Marinol is a synthetic or chemical form of THC, a naturally occurring component of Cannabis sativa commonly known as marijuana. It is FDA approved for chemotherapy-induced nausea and vomiting, and anorexia from AIDS or cancer.
"There are benefits of it," Dr Cooper added, "but we definitely need to approach the whole issue."
Former MAB President Sy Pierre gave his full support for the full decriminalisation of the plant.
"It's no good reason for it to be illegal," he said, "I think it should be decriminalised across the board. There is no scientific or medical reason.
"It's less dangerous than alcohol," Dr Pierre continued, "if aspirin would come out as a new drug today they would probably make that illegal but when you look at evidence for it there is no reason for it to be illegal. If you look at the American Medical Association they never said it should be illegal, they never had any qualms."
Dr Pierre said: "The medical literature and scientific literature is clear. There is nothing we can use that there are no ill-effects, if you abuse water it's going to be a problem.
"There are a multitude of benefits for using it. We have internal cannabinoids, it's a system of receptors for THC and CBD that are all over our bodies. There are immune aspects, seizures, chronic pain, and cancer."
Dr Pierre echoed Dr Cooper's considerations over why physicians have not utilised the Dangerous Drugs Act to prescribe medical cannabis.
"I can have a licence to write a prescription for (it) but where are they going to get it from?"

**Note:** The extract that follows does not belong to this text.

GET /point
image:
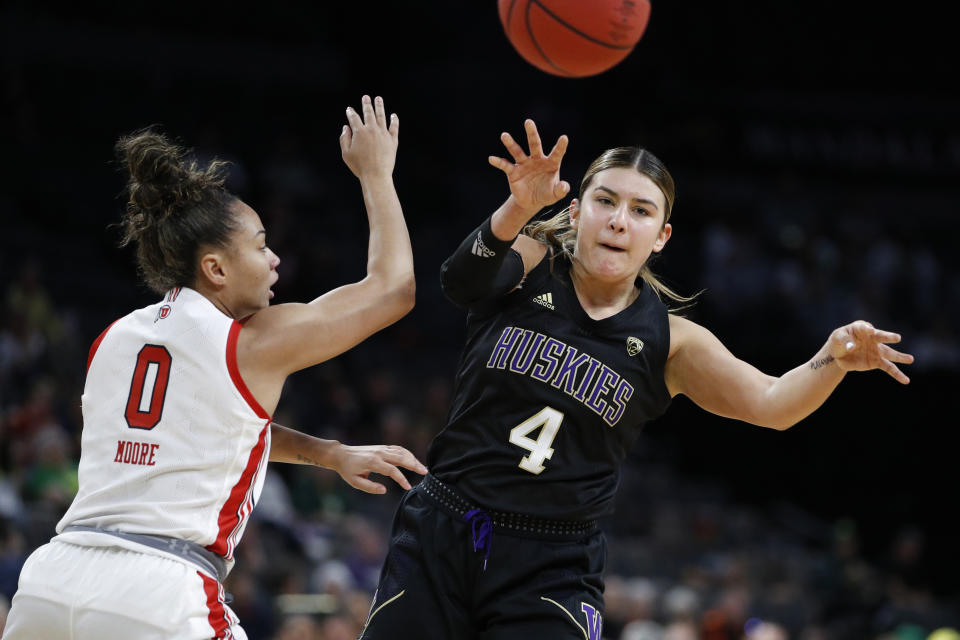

He said: "If someone is going to grow it for you, you need a permit to grow, harvest, sell, and if you purchase it you need a licence to import it. So I think it's time, who has the time, and it takes the knowledge."
In March, Gloria Palomino became the first Jamaican woman to legally purchase medical cannabis in Jamaica.
Last week, the newly-elected Barbados Labour Party government confirmed it would press forward with plans to develop a local industry growing marijuana and other plants for medical purposes.